António Cluny - Em muitos casos, apenas o desespero e a apatia nos impedem de anunciar alto que o rei vai nu nos discursos irrealistas que, em sua sustentação, nos são quotidianamente feitos.
1. Vivemos num tempo irrealista. Pouco do que se diz e do que se propõe publicamente chega a ganhar foros de verdade verdadeira.
Tudo é um dito provisório, embora saibamos, com razões fundadas, que os autores de tais discursos preconizam a irreversibilidadc do que fazem acontecer.
Na verdade, poucos são hoje capazes de assumir frontalmente a "justiça" daquilo que, por sua obra, nos sucede. Mas, pior, em muitos casos apenas o desespero e a apatia nos impedem de anunciar alto que o rei vai nu a propósito dos discursos irrealistas que em sua sustentação nos são quotidianamente feitos.
2. Li, na semana passada, um artigo de Paulo Rangel, que, inteligentemente, nos habituou a escrever, com sinceridade e coragem, o que na realidade pensa.
Todavia, desta vez não deixei de descortinar nele algumas meias verdades, alguns propósitos mal esclarecidos. Não me refiro exactamente à sua eterna dúvida sobre a possibilidade de os magistrados se associarem para, entre outros fins democráticos, defenderem o estatuto constitucional que os rege e contrariarem as constantes contracções a que outros poderes e interesses sempre o querem submeter.
A ONU, o Conselho da Europa, os tribunais internacionais e a própria União Europeia já reconheceram esse direito e parece difícil, no contexto da Europa actual, retirá-lo.
O facto de entre nós tais associações assumirem a forma sindical e de os magistrados poderem fazer greve resulta apenas de o regime político português fundar a sua legitimidade numa revolução democrática recente.
A República Portuguesa foi por isso capaz de admitir, directamente e com verdade, aquilo com que outros, por envelhecidos e mais ambíguos, condescendem, no entanto, ao assumirem, na prática, uma realidade que somente ainda não legalizaram.
É o que sucede em Espanha e Itália, onde as associações de magistrados, mesmo sem estatuto sindical, têm convocado greves e onde os magistrados, de uma maneira muito mais óbvia, se agrupam em plataformas declaradamente político-partidárias, o que, como sabemos, não acontece entre nós. Note-se, contudo, que na Alemanha, cujo regime é fruto de uma ruptura radical com o totalitarismo nazi, tais questões nem se põem: os magistrados podem estar sindicalizados e, além disso, assumir, com verdade, a sua participação política e partidária.

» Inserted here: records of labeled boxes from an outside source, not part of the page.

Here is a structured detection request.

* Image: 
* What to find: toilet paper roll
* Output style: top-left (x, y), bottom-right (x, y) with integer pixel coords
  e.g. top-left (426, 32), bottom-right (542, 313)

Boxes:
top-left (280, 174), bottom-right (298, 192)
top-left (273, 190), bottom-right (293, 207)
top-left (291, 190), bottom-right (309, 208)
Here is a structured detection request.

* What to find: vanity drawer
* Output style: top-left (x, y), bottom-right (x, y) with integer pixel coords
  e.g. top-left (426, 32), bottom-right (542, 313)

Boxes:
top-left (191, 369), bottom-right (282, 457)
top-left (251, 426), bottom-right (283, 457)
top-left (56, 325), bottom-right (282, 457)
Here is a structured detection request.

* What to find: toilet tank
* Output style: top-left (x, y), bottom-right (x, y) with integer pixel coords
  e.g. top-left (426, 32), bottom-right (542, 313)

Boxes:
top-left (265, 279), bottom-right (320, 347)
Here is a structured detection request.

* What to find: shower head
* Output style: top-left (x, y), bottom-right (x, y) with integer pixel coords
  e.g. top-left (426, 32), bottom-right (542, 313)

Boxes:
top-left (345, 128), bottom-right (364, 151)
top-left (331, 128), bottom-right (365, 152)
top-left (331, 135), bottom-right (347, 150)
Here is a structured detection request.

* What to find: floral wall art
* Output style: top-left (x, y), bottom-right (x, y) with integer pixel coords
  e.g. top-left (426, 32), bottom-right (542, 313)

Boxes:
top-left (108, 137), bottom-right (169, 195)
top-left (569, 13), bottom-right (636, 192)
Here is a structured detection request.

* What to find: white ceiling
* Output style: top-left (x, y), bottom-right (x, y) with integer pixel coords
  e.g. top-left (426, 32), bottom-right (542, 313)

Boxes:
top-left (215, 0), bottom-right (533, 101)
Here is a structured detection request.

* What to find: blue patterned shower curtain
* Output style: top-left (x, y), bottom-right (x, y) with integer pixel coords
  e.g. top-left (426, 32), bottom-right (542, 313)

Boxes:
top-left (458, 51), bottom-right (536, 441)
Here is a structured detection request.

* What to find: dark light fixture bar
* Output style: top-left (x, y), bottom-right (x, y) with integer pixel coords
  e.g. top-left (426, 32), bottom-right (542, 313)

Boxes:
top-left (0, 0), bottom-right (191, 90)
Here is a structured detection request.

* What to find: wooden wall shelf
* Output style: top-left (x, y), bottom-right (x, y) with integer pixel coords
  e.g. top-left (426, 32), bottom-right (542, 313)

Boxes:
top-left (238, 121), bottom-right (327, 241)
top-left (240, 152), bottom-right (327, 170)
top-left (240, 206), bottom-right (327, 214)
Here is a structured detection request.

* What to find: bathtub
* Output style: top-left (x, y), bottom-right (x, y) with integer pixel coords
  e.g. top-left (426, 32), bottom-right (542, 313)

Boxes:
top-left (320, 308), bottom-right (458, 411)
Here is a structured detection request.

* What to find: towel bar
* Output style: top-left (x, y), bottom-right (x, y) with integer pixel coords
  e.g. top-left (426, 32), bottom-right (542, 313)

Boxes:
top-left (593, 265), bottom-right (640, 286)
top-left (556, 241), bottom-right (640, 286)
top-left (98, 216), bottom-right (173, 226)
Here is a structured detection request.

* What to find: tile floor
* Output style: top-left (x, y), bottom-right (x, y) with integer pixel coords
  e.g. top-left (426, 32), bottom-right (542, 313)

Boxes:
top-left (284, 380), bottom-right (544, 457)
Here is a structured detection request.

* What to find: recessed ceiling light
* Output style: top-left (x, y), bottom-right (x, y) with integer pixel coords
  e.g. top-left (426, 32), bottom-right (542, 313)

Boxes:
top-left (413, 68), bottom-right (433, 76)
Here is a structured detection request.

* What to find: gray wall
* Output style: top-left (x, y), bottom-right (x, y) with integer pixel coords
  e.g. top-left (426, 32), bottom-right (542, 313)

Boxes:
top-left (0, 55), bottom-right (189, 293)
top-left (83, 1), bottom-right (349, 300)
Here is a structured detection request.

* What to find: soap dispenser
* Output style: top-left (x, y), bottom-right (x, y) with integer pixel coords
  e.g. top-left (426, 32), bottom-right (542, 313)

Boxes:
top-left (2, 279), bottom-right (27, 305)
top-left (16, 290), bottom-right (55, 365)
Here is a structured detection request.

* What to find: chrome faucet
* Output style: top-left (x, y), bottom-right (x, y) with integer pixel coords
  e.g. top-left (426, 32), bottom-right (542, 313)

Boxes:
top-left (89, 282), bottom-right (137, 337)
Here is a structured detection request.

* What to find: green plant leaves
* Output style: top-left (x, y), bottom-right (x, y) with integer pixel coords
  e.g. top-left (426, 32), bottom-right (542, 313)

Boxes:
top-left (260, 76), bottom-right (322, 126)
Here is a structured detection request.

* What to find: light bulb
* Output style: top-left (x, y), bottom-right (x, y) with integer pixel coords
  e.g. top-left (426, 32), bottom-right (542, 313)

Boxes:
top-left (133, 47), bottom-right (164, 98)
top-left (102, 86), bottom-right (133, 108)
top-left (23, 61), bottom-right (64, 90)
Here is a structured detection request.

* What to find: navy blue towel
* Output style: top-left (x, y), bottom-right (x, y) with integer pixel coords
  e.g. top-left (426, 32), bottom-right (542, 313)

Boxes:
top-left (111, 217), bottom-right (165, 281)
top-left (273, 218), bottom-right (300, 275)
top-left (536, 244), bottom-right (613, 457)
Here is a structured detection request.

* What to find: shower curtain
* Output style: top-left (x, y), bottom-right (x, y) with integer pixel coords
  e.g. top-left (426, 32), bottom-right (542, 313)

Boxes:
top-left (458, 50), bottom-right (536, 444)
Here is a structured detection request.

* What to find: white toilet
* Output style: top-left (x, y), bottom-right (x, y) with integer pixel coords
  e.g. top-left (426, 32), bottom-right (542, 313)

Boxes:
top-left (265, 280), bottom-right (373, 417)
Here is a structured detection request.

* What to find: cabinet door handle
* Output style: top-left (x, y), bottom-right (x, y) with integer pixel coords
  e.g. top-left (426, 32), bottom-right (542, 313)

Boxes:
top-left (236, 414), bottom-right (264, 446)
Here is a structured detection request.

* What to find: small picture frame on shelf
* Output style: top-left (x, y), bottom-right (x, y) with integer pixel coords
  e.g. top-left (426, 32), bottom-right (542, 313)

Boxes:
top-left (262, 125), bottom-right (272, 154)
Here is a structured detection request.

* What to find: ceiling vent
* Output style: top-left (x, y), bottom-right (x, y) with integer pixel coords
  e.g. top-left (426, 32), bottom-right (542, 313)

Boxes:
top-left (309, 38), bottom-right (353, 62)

3. O que me alertou foi a tese, apenas esboçada por Paulo Rangel, relativa às pressões dos sindicatos de magistrados sobre o Tribunal Constitucional.
Sejamos verdadeiros: defender publicamente - e sustentar em juízo - que uma dada lei é inconstitucional não pode ser considerada uma "pressão". Toda a discussão jurídica, nas instâncias ou fora delas, não passa disso mesmo: um confronto de teses arguidas por juristas e advogados, e sustentadas por magistrados em busca de uma verdade.
"Pressionar" não é pois manifestar opiniões jurídicas, públicas ou processuais, sobre um dado problema submetido a decisão judicial.
"Pressionar" é procurar condicionar a decisão de um tribunal, por via de uma argumentação exógena ao direito, a que ele não pode, portanto, atender inteiramente caso exija apreciar, com o rigor de um órgão independente, uma situação jurídica definida. "Pressionar" é insinuar que, se o Tribunal decidir de acordo com o direito e a lei, não há males que, por sua causa, não aconteçam aos cidadãos.
Ora, eis a verdade: não têm sido os sindicatos de magistrados a fazer isso.